The Report calls for more enforcement actions in response to significant inspection violations. When FDA inspections reveal significant inspection violations and assigns an OAI classification, OIG states that an advisory action or enforcement action is warranted to ensure food produced by these facilities is safe.  FDA uncovered significant inspection violations in 1 to 2 percent of facilities it inspected each year.  According to the Report, FDA took no advisory or enforcement actions in response to 22 percent of the significant inspection violations that occurred from 2011 to 2015.  When the agency initiated action in response to these violations, FDA chose advisory action 73 percent of the time (e.g., warning letters, untitled letters, or regulatory meetings).

  • FDA did not take advantage of the new administrative tools provided by FSMA.

FSMA empowered FDA by easing the criteria for administratively detaining potentially unsafe food, mandatory recall authority, and allowed FDA to suspend the registration of a facility and prohibit that facility from distributing food.  From 2011 to 2015, FDA issued an administrative detention order five times and twice suspended facility registrations.  FDA did not issue any mandatory recalls in response to significant inspection violations.  The Report criticizes the agency for not taking advantage of this new authority; however, in practice many facilities will perform voluntary corrective actions or recalls because it is understood that FDA possesses this authority.

  • FDA’s actions were not always timely nor did they always result in the correction of these violations.

FDA’s goal is to issue all warning letters within 4 months of the end of inspection or the return of a positive sample.  However, from 2011 to 2015, FDA missed this timeframe with respect to half of all warning letters.  Moreover, 20 percent of warning letters were not delivered until after six months and 2 percent took longer than a year.  OIG is concerned that this delay will allow facilities to continue to operate with potentially unsafe or unsanitary conditions.  Moreover, one in five facilities with OAI classifications that were subject to an advisory action resulted in a second OAI classification during reinspection.  Of these facilities receiving a second OAI classified inspection, three quarters received their second OAI classification for the identical problem underlying their first OAI classification.

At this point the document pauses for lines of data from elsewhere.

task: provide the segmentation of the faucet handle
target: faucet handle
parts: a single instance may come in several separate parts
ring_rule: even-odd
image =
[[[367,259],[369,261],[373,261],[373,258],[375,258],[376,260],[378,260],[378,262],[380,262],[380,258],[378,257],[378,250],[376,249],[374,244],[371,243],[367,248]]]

  • FDA consistently failed to conduct timely follow-up inspections to ensure that facilities corrected significant inspection violations.

The Report concluded that FDA did not conduct a timely follow-up inspection on almost half of significant inspection violations from 2011 to 2015.  31 percent of facilities with significant inspection violations did not receive a follow-up inspection within a year; 17 percent of facilities with significant inspection violations received no follow-up inspections.

Study Recommendations

In the Report, OIG offers four recommendations for FDA to improve the effectiveness of its domestic facility program:

  • Improve how the agency handles attempted inspections to ensure better use of resources.

OIG recommends that FDA improve its database of facilities to ensure the accuracy of information about facilities requiring inspection.  This would result in fewer resources devoted to attempting inspection at facilities that are out or business or not in operation.

  • Take appropriate action against all facilities with significant inspection violations.

OIG recommends that FDA take the most effective action to achieve compliance and initiate administrative or judicial actions against facilities that do not voluntarily comply.  OIG also recommends making further use of the administrative tools provided under FSMA.

  • Improve the timeliness of FDA’s actions so that facilities do not continue to operate under harmful conditions.

OIG recommended that FDA initiate regulatory actions promptly in response to facilities with significant inspection violations found during OAI classified inspections, including issuing warning letters on a timely basis.

  • Conduct timely follow-up inspections to ensure that significant inspection violations are corrected.

OIG recommends FDA improve on its timeliness of follow-up inspections to ensure that food safety hazards and unsafe or unsanitary conditions do not persist.